Quistes en Bebés en Gestación: Causas y Tratamiento

25.10.2025

Durante las primeras semanas del embarazo, es común que surjan inquietudes sobre la salud del bebé en desarrollo. Es frecuente que mujeres embarazadas presenten preocupación por el diagnóstico ecográfico de un quiste de ovario y esta preocupación es mayor cuando se produce el diagnóstico justo durante el embarazo.

Quistes Ováricos Fetales

Los quistes ováricos fetales son los tumores abdominales más frecuentemente diagnosticados en los fetos femeninos, con una incidencia estimada de 1 en 1.000-2.600 embarazos.

¿Cómo se detectan?

Se presenta un quiste ovárico en el diagnóstico ultrasonográfico prenatal, se observa por ecografía bidimensional en la región pélvica fetal una imagen anecoica con diámetro de 89mm y volumen de 242cc.
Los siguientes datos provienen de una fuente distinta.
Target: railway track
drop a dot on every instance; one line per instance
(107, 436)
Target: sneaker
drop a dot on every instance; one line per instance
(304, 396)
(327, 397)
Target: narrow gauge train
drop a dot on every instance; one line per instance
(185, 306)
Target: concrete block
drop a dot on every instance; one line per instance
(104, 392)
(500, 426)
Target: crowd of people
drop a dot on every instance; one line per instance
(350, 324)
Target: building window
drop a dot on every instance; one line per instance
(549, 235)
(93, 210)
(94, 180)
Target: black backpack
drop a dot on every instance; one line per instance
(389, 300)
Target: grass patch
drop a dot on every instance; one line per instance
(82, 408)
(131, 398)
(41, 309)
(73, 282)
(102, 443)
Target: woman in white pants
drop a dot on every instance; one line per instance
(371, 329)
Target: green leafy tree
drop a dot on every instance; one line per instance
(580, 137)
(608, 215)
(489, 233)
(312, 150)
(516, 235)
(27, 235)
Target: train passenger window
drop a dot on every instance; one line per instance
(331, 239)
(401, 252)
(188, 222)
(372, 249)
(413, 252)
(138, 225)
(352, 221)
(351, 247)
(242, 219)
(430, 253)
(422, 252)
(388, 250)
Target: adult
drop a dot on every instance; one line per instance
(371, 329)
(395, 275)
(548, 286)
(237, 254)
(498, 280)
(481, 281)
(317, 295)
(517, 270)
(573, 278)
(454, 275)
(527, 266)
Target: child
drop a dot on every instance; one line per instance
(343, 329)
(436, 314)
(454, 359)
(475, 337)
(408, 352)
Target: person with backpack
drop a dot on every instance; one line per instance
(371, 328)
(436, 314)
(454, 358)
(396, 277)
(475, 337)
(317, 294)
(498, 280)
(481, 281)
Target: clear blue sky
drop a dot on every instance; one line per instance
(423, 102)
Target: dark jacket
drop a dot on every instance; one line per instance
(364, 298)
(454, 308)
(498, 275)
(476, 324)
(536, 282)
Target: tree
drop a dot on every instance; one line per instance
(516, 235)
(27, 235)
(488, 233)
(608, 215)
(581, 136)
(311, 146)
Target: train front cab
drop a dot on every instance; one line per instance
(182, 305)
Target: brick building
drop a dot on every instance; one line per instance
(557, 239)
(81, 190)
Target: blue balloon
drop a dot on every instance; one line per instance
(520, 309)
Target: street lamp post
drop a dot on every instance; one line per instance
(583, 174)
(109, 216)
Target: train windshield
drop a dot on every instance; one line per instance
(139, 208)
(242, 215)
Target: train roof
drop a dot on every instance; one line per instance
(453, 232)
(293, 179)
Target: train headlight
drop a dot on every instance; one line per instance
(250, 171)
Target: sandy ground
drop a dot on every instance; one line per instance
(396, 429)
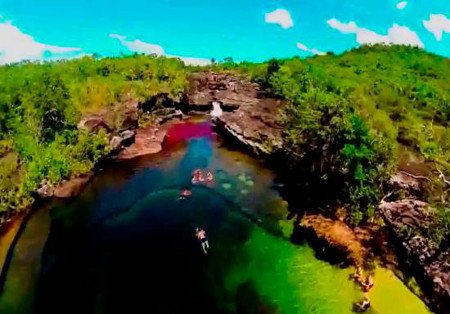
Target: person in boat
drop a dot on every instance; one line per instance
(201, 237)
(364, 305)
(197, 176)
(368, 284)
(209, 176)
(185, 193)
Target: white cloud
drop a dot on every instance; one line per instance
(402, 5)
(16, 46)
(437, 24)
(345, 28)
(139, 46)
(194, 61)
(281, 17)
(398, 35)
(313, 50)
(147, 48)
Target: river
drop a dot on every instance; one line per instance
(127, 245)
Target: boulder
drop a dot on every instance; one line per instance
(93, 124)
(147, 141)
(45, 189)
(123, 139)
(248, 117)
(72, 187)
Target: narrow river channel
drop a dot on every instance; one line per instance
(127, 245)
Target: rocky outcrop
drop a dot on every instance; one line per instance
(93, 124)
(407, 219)
(249, 117)
(73, 187)
(334, 236)
(147, 141)
(123, 139)
(65, 189)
El beneficio más importante es realizar un buen diagnóstico diferencial para así establecer un buen manejo del caso.

En la vida prenatal el diagnóstico se basa en la presencia ecográfica de 4 criterios: sexo femenino, estructura quística, formación unilocular econegativa sin papilas ni tabiques, tracto urinario y tracto gastrointestinal de apariencia normal.
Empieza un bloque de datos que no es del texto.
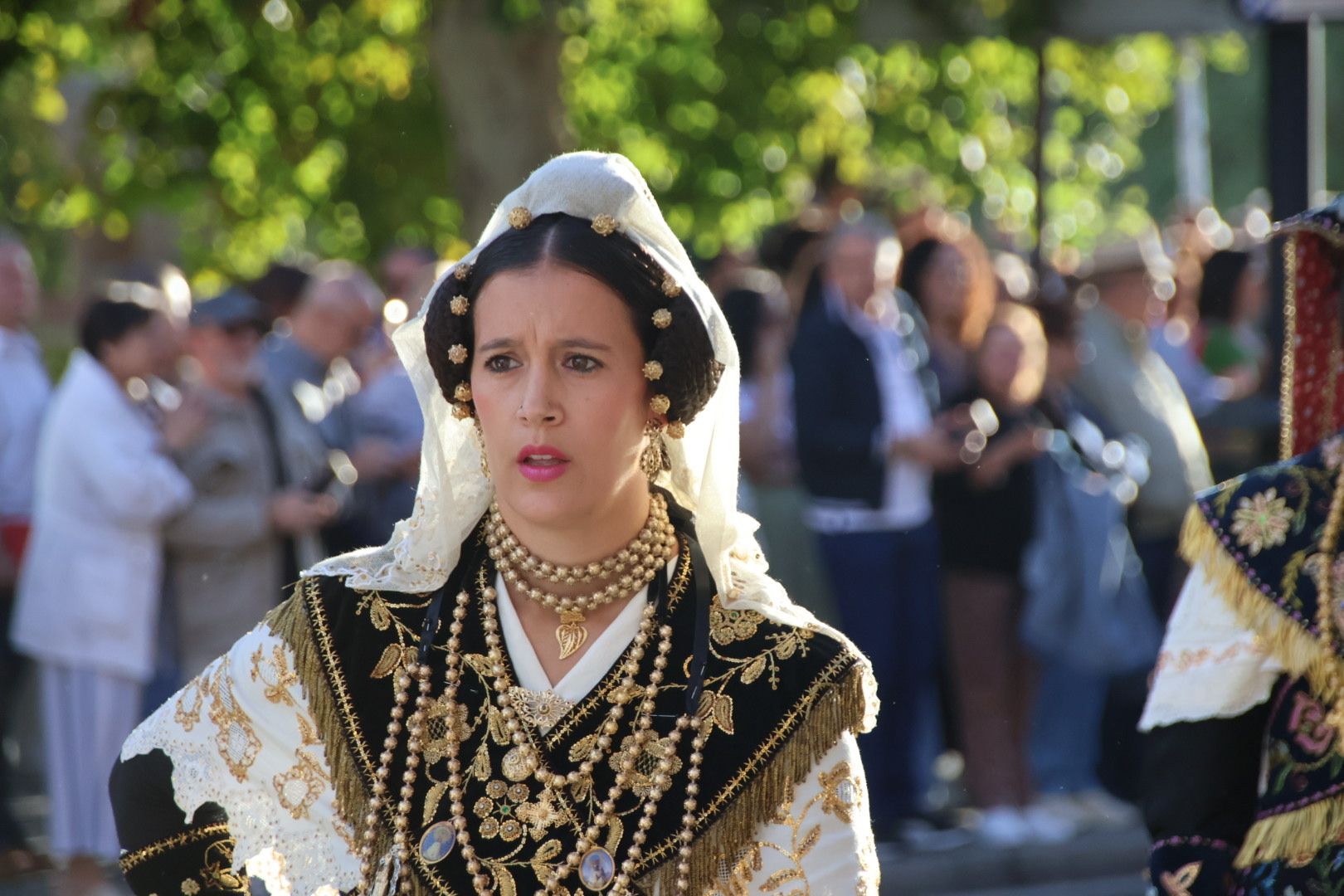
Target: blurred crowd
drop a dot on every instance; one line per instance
(976, 468)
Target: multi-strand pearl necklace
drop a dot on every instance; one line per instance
(455, 833)
(636, 564)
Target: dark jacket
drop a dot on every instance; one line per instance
(838, 406)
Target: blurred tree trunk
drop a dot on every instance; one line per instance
(500, 84)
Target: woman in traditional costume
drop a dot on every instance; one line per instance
(1244, 781)
(567, 672)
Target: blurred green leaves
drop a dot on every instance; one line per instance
(277, 128)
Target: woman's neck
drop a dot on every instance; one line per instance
(596, 539)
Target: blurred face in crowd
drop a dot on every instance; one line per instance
(168, 336)
(136, 353)
(1012, 360)
(944, 285)
(332, 320)
(852, 268)
(561, 397)
(1062, 363)
(1127, 293)
(17, 285)
(226, 355)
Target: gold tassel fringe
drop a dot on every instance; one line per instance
(838, 709)
(1301, 832)
(1293, 835)
(290, 624)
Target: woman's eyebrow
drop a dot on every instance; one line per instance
(576, 342)
(583, 343)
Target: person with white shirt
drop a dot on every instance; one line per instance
(24, 391)
(89, 589)
(867, 446)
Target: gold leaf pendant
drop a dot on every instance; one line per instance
(570, 633)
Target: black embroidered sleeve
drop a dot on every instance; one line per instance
(1199, 801)
(167, 856)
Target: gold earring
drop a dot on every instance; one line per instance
(652, 457)
(480, 438)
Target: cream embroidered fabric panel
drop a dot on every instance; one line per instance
(821, 841)
(1210, 666)
(241, 735)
Causas de los quistes ováricos fetales

La etiología no está claramente establecida, ya que existen posibles factores de riesgo asociados como embarazos complicados por diabetes materna, preeclampsia o isoinmunización Rhesus. Se postula que estos son secundarios a una respuesta del ovario fetal a niveles elevados de estradiol, gonadotropina coriónica humana y gonadotropina hipofisiaria producidos por la placenta y el feto durante el embarazo, hiperestimulando el epitelio folicular produciendo el crecimiento de folículos que dan origen a las diferentes lesiones funcionales del ovario.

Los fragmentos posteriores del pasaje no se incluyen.